Read more: http://www.politico.com/story/2014/06/supreme-court-massachusetts-abortion-buffer-zone-mccullen-v-coakley-108348.html#ixzz362N9mDxe

So now anyone who would like to speak to a woman, a total stranger, kindly and gently about why she’s determined to do this procedure (not their words) and push graphic floating fetus leaflets into her hands is allowed to approach her on a sidewalk in front of Planned Parenthood. The caveat was that the Chief Justice advised MA to consider doing what NY has done – make it a crime to harass anyone within 15 feet of a reproductive health care facility.

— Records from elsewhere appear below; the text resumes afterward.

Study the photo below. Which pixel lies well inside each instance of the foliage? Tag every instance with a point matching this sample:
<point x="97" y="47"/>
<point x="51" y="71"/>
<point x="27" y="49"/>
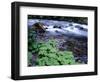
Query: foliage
<point x="47" y="52"/>
<point x="48" y="55"/>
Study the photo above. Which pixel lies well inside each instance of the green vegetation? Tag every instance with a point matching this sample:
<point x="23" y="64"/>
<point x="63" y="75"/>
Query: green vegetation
<point x="47" y="53"/>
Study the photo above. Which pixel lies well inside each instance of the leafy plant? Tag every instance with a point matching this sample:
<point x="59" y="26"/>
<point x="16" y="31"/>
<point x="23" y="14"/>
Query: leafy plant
<point x="47" y="52"/>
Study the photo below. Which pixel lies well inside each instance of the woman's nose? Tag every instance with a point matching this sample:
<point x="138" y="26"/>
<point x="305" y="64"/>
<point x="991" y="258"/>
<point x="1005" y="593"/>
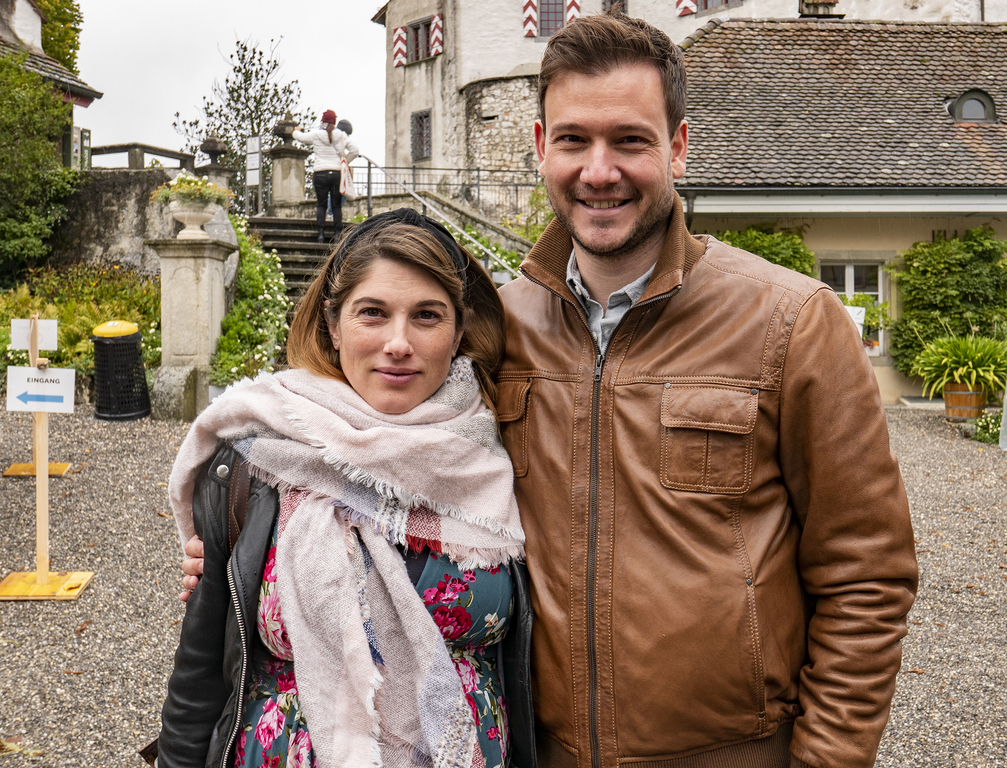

In other words, tighten up the language people!

I don’t know, I like the term buffer zone. I remember the buffer from biology 101 many years ago; it’s important in regulating the PH of a cell. Without a buffer zone, changes in the environment of all living things would go haywire. Adding a buffer keeps us all on an even keel so to speak.

I always pictured it as a moat around the castle, the castle might be a liver cell and the buffer moat is protecting its function…if the moat gets to flowing over its banks the liver can’t function. If the moat dries up, bad cells will invade.

Last weekend we had some friends visiting us from MN with their little boy, Opti. First of all, I love his name. And second I love boys in 6th grade, they are figuring out the world and willing to try just about anything. We watched the USA tie Portugal in the World Cup and he explained some of the rules of the game which was great.

But his mom, Steff, had to return to the Minneapple because she’s a commissioner on the Parks and Rec Board and POTUS was visiting the overflowing banks of their rivers and streams. Steff and her family normally ride their bikes to work and school, they keep bees in their urban garden – I like to think if I were younger and living in a city, I’d be as green and ecologically driven as she is. IMHO she is a rock star! And she got to shake the President’s hand, and be up close and personal as he delivered this speech http://www.scribd.com/doc/231560097/Remarks-by-the-President-at-Town-Hall

The President talked about many things besides the floodwaters. And it made me think that maybe the problem with this intractable Congress is their buffer zone, that place where lobbyists and money flow freely into and out of the castle Capital. That space where special interests and corporations get to frame our laws so that the Constitution becomes an instrument of power for some, and not for all.  And instead of suing our President Mr. Boehner, might you consider letting down the bridge over your moat?